If we used the same ‘shock factor’ reporting demonstrated by some opportunistic reporters – and internet safety companies and advocates pushing their own agendas – to report traffic accidents it would look something like this: 40,000 people DIE on our road annually!! Millions more Injured! Stay off Roads!
As we seek to address the very real safety issues we do have, we cannot allow sensationalism and fear to keep consumers from joining the internet.
Responding to the question of whether the National Broadband Plan is needed, I responded with the following:
The Safe Internet Alliance’s Criddle agrees that the United States is in danger of leaving a portion of the population on the wrong side of the digital divide.
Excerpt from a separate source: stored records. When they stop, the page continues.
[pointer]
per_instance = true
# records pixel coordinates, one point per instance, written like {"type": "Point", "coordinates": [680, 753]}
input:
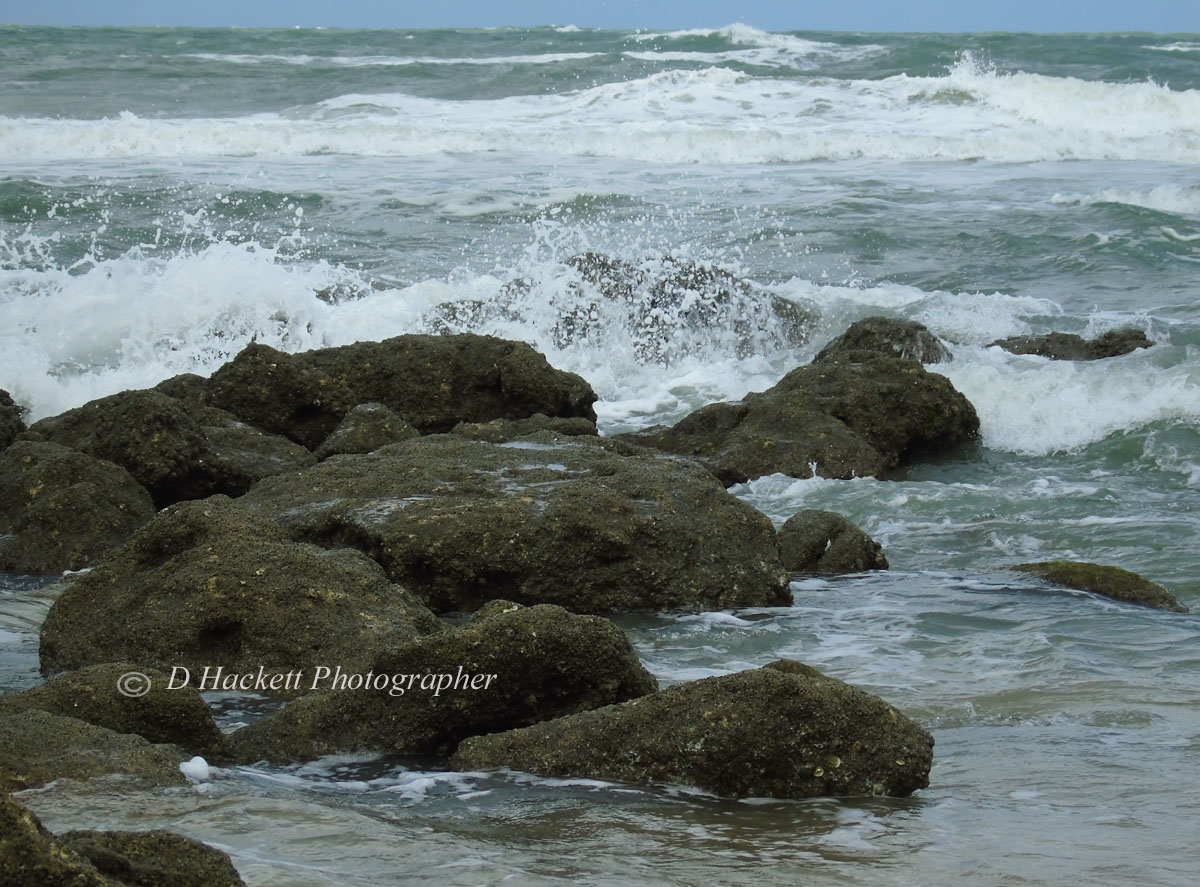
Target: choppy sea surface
{"type": "Point", "coordinates": [167, 195]}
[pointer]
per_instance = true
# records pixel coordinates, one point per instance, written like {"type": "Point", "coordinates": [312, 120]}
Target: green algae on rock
{"type": "Point", "coordinates": [779, 731]}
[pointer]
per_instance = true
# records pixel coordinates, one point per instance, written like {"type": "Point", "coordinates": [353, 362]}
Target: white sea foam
{"type": "Point", "coordinates": [711, 115]}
She also stresses user awareness education for those just joining the online community. “The FCC is creating an initiative to teach digital literacy skills, but those need to encompass digital safety skills such as recognizing a phishing scam or teaching consumers to identify how information leaks, and avoid posting personal information in public access websites. These skills should also be driven home in public service announcements and public awareness campaigns.”
We will be a nation where the divide between the haves and have-nots will widen if we do not ensure that every citizen has the skills and opportunity to leverage all the great things the internet offers. But access and education must go hand in glove. We don’t hand a teen the keys to the car and thrust them onto the freeway with no skills to defend themselves or understanding of how to be responsible to others.
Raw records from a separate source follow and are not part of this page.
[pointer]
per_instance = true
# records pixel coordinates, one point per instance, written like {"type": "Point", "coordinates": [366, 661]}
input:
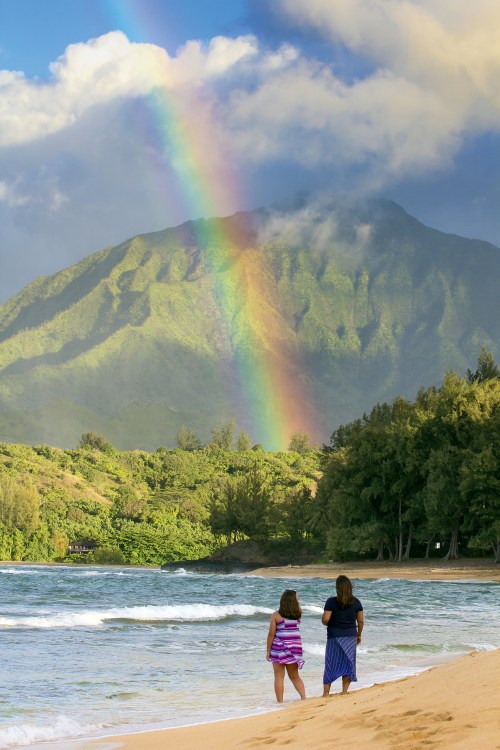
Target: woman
{"type": "Point", "coordinates": [343, 616]}
{"type": "Point", "coordinates": [284, 644]}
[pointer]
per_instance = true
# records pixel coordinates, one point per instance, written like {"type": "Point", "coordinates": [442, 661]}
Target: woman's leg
{"type": "Point", "coordinates": [296, 679]}
{"type": "Point", "coordinates": [279, 679]}
{"type": "Point", "coordinates": [346, 681]}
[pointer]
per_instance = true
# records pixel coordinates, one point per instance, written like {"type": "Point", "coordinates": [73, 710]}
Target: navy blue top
{"type": "Point", "coordinates": [343, 619]}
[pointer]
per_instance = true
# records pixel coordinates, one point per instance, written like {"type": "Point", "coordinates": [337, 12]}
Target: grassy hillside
{"type": "Point", "coordinates": [129, 342]}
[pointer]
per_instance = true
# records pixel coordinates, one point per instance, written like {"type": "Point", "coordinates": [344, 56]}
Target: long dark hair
{"type": "Point", "coordinates": [344, 591]}
{"type": "Point", "coordinates": [289, 605]}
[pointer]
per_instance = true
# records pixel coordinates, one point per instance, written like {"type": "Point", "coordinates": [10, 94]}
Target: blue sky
{"type": "Point", "coordinates": [348, 98]}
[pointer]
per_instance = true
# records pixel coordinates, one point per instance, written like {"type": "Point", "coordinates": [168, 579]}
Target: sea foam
{"type": "Point", "coordinates": [27, 734]}
{"type": "Point", "coordinates": [149, 613]}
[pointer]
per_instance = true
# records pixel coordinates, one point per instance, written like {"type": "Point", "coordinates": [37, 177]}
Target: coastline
{"type": "Point", "coordinates": [465, 569]}
{"type": "Point", "coordinates": [451, 706]}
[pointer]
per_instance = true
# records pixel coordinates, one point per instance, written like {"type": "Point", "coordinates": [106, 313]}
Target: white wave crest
{"type": "Point", "coordinates": [27, 734]}
{"type": "Point", "coordinates": [151, 613]}
{"type": "Point", "coordinates": [314, 649]}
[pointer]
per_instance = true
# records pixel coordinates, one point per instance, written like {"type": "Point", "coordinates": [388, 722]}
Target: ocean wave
{"type": "Point", "coordinates": [63, 728]}
{"type": "Point", "coordinates": [313, 608]}
{"type": "Point", "coordinates": [148, 613]}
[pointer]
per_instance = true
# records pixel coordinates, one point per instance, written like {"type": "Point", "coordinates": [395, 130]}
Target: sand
{"type": "Point", "coordinates": [426, 570]}
{"type": "Point", "coordinates": [454, 706]}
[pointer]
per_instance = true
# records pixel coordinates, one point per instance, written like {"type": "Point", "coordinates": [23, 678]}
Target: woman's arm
{"type": "Point", "coordinates": [361, 621]}
{"type": "Point", "coordinates": [270, 634]}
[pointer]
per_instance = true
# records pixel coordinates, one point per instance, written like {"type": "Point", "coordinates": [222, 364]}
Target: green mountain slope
{"type": "Point", "coordinates": [132, 342]}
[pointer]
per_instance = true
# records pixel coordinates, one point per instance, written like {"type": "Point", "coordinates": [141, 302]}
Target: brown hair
{"type": "Point", "coordinates": [344, 591]}
{"type": "Point", "coordinates": [289, 605]}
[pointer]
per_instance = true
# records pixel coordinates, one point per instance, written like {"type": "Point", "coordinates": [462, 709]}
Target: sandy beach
{"type": "Point", "coordinates": [455, 705]}
{"type": "Point", "coordinates": [425, 570]}
{"type": "Point", "coordinates": [451, 706]}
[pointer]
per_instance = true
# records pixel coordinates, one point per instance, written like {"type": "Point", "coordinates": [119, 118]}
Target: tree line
{"type": "Point", "coordinates": [422, 475]}
{"type": "Point", "coordinates": [138, 507]}
{"type": "Point", "coordinates": [409, 478]}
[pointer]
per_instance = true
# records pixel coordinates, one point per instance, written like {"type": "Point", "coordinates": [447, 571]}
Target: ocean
{"type": "Point", "coordinates": [94, 651]}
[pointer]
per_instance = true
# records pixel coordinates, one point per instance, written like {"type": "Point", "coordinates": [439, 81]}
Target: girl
{"type": "Point", "coordinates": [343, 616]}
{"type": "Point", "coordinates": [284, 645]}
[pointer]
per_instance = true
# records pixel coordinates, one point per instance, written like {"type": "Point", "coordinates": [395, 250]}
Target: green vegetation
{"type": "Point", "coordinates": [143, 508]}
{"type": "Point", "coordinates": [414, 476]}
{"type": "Point", "coordinates": [417, 475]}
{"type": "Point", "coordinates": [132, 342]}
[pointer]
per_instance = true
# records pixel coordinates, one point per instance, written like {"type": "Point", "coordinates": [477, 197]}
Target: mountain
{"type": "Point", "coordinates": [354, 304]}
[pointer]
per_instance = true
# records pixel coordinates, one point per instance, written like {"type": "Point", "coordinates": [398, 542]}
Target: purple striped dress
{"type": "Point", "coordinates": [286, 647]}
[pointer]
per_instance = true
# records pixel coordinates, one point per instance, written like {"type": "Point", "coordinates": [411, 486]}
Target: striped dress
{"type": "Point", "coordinates": [286, 647]}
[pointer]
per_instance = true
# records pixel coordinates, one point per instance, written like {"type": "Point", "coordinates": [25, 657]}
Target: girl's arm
{"type": "Point", "coordinates": [360, 620]}
{"type": "Point", "coordinates": [270, 635]}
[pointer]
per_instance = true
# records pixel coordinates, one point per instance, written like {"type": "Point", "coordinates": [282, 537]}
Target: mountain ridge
{"type": "Point", "coordinates": [359, 305]}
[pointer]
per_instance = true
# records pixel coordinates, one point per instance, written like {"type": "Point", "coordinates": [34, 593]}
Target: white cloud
{"type": "Point", "coordinates": [86, 160]}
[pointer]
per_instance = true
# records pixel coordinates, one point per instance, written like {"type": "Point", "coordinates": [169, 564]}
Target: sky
{"type": "Point", "coordinates": [120, 117]}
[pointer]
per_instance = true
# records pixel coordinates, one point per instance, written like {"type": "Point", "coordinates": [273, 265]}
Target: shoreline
{"type": "Point", "coordinates": [452, 705]}
{"type": "Point", "coordinates": [426, 570]}
{"type": "Point", "coordinates": [464, 569]}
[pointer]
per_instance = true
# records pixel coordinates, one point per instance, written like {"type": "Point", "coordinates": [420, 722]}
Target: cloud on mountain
{"type": "Point", "coordinates": [88, 158]}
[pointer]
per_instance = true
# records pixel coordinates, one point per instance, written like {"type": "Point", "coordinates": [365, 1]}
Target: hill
{"type": "Point", "coordinates": [272, 318]}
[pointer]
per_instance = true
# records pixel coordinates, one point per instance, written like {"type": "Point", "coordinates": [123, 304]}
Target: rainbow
{"type": "Point", "coordinates": [266, 387]}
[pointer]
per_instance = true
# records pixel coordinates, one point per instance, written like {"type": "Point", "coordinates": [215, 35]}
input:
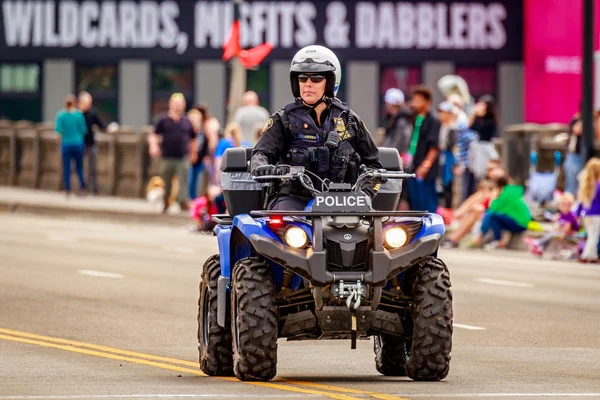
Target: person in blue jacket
{"type": "Point", "coordinates": [71, 126]}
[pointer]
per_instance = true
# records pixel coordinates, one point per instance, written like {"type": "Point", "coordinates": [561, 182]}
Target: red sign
{"type": "Point", "coordinates": [552, 58]}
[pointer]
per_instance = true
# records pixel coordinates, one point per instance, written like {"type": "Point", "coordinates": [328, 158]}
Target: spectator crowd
{"type": "Point", "coordinates": [448, 146]}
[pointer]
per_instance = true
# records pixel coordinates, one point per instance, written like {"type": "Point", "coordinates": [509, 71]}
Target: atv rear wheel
{"type": "Point", "coordinates": [390, 354]}
{"type": "Point", "coordinates": [429, 358]}
{"type": "Point", "coordinates": [214, 342]}
{"type": "Point", "coordinates": [254, 321]}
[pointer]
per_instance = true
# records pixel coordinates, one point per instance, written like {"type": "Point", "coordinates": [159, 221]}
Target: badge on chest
{"type": "Point", "coordinates": [340, 128]}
The internet is no different. It is an incredibly powerful tool that requires skilled use for successful experiences. We must have practical, internet safety training based on teaching the skills needed to protect consumers’ devices, understand how to identify exploits, learn how to maintain personal privacy in a connected world, and how to be a responsible digital citizen.
This information should NOT be wrapped in fear, nor moralizing. Consumers are entitled to define their own level of morality online, as they do offline, for themselves and their families within the constraints of the law.
This education needs to be specifically customized to be relevant to different consumer segments. This means that what students in the third grade learn isn’t the same as what students in high school learn. It means that safety messaging targeting parents and youth isn’t the same material as what is provided to seniors or adults who are looking to protect themselves. It means education needs to be accessible to new immigrants who lack internet skills to help bring them, and their families, into the digital society as productive members.
I am very encouraged by the inclusion of safety considerations in the National Broadband Plan, and am optimistic about the opportunities to see this focus take on a broader role as the framework matures. I urge you to get involved. The regulations being created through this process will directly impact each and every internet user.